A craniotomy is an operation in which the skull is temporarily opened in order to access the brain. A craniotomy may be performed for various conditions including brain tumours e.g., gliomas, meningiomas and metastases, cavernomas and bleeding inside the skull or brain.

A craniotomy is usually performed under general anaesthesia, although an awake craniotomy may be performed, with local anaesthesia and sedation instead, if indicated.

Typically, the patient’s head is held firmly in place by a three-pin cranial fixation clamp which is placed on the outer surface of the skull. Dr Laban uses computer neuro-navigation, which provides real-time intra-operative image guidance, to precisely locate the affected area of the brain. The size, location and the shape of the incision will vary depending on the underlying problem. Once the line of incision is determined, the patient’s hair is shaved along that line. An incision is made in the scalp and the skin is folded back to expose the skull. A high-speed precision surgical drill is used to make small burr holes in the skull and cut the disc of bone (a bone flap) which is then removed and kept sterile.

The membranes covering the brain can then be opened to expose the brain. If the affected area is on the surface of the brain it will be carefully separated from the brain and removed. If the affected area is inside the brain, a small precise incision is made in the surface of the brain (corticotomy) to allow safe access to the affected area of the brain.
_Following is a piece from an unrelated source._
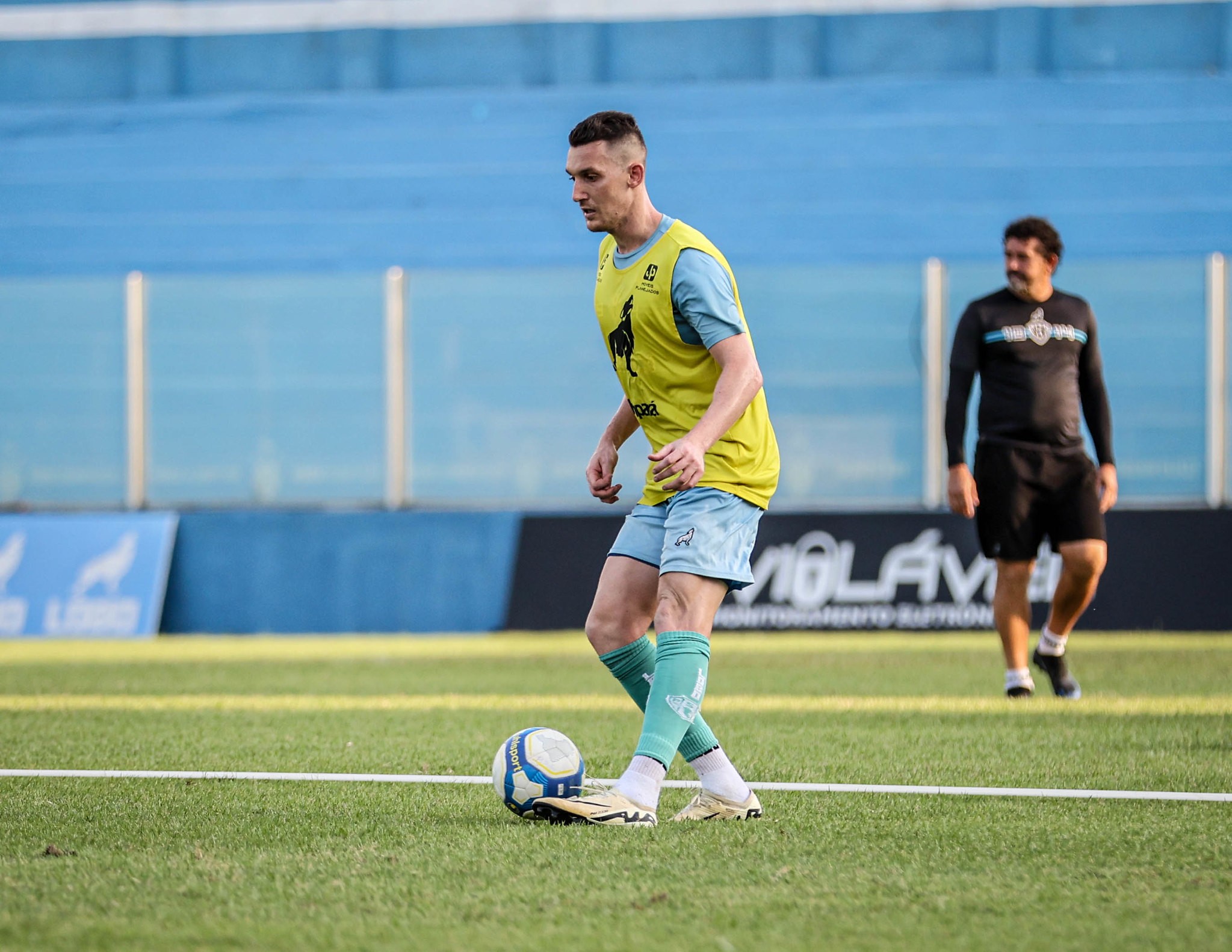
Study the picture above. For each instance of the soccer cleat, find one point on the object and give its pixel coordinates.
(1055, 667)
(708, 806)
(599, 805)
Dr Laban uses state-of-the-art operating microscopes to increase accuracy, reduce complications and improve safety.

At the end of the procedure the membrane layer covering the brain is closed, sometimes using an absorbable collagen matrix graft.  The bone flap is replaced and secured with small metal plates and screws. The scalp incision is then closed with sutures or with surgical staples.

Occasionally (e.g. because of tumour involving the bone or, more rarely, because of brain swelling) the bone flap is not replaced during the initial operation. This is known as a craniectomy. A second operation known as a cranioplasty may be required to close this skull defect. Cranioplasty implants may be made of acrylic, polyethylene or titanium.

Post Procedure

Typically, following surgery, patients can eat and drink and move around independently as safe. Usually, patients are in hospital for three to five days depending on the complexity of surgery. Surgical staples are removed one to two weeks following surgery depending on the site of surgery and whether there has been previous surgery at the same site. You can wash your hair two days after the operation. You should avoid dyeing your hair for three months.
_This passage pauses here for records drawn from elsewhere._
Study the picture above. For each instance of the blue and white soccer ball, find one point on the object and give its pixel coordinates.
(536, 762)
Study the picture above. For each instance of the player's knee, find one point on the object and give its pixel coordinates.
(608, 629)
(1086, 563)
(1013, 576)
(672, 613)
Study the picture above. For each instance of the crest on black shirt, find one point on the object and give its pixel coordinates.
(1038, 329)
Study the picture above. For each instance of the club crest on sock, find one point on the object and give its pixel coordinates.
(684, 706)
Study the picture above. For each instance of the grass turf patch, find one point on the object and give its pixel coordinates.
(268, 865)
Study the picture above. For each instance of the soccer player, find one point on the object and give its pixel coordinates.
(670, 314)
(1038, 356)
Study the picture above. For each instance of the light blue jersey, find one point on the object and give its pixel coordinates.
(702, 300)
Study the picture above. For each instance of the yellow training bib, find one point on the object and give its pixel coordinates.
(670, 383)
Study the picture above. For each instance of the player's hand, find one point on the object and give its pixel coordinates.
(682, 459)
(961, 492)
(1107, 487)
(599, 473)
Austroads guidelines state “a person should not drive for six months following supratentorial surgery or retraction of the cerebral hemispheres” for private drivers and “twelve months” for commercial drivers. This will apply to most patients who have had a craniotomy.
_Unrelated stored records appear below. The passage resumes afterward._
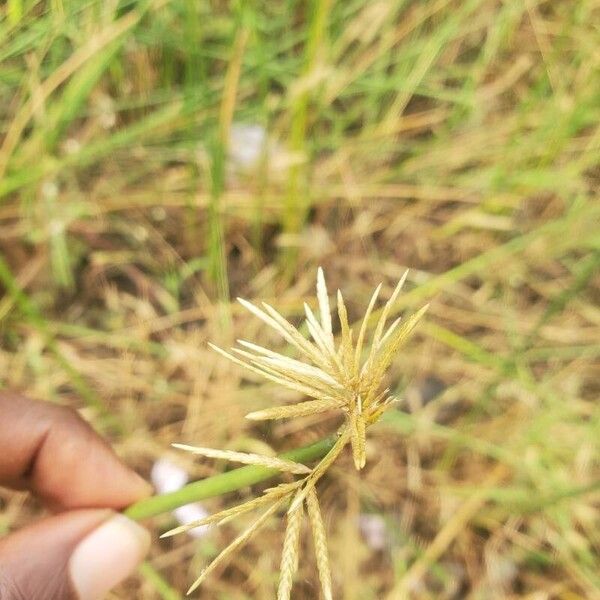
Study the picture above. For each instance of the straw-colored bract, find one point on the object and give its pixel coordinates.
(335, 378)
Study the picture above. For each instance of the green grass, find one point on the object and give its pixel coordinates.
(459, 139)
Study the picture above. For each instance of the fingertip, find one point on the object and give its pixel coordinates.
(107, 556)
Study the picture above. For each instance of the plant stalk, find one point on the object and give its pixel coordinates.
(223, 482)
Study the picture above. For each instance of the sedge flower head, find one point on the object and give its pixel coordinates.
(345, 376)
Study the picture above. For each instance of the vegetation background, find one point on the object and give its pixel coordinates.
(161, 157)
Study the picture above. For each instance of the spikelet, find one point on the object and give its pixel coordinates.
(320, 542)
(335, 378)
(321, 468)
(289, 554)
(224, 516)
(271, 462)
(302, 409)
(239, 541)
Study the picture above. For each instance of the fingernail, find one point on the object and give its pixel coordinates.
(107, 556)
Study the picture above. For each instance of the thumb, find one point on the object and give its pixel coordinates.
(79, 555)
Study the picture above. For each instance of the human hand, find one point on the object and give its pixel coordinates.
(87, 548)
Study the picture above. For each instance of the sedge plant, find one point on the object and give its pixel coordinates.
(345, 377)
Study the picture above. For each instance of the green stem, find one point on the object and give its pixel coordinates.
(222, 483)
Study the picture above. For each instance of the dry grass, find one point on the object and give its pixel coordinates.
(457, 139)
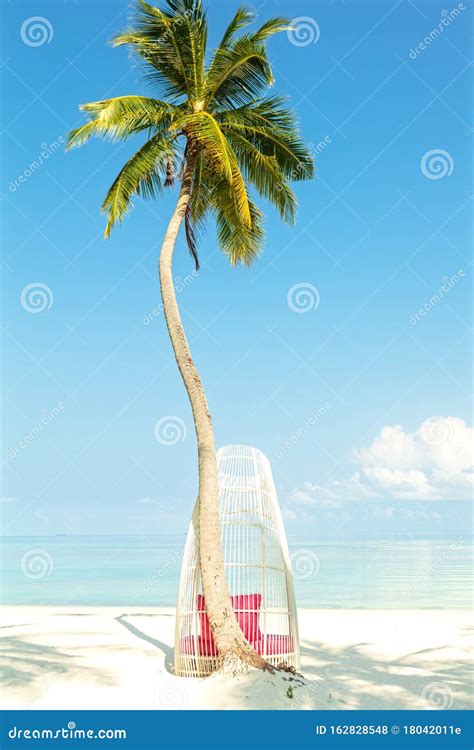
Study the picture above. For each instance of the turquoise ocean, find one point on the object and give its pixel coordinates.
(399, 572)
All operations carry some risk. The risks of craniotomy include scarring, numbness around the site of the scalp incision, headaches, bleeding, infection, CSF leak or CSF disturbance, epilepsy, stroke and neurological deficit (including visual / hearing / balance / speech / swallowing / sensory / cognitive disturbance or loss, weakness and paralysis), pain, hormone disturbance (with need for long term replacement), death, symptoms remaining the same, increasing or recurring, the need for further procedures, venous thromboembolism, cardiorespiratory complications and general anaesthetic risks.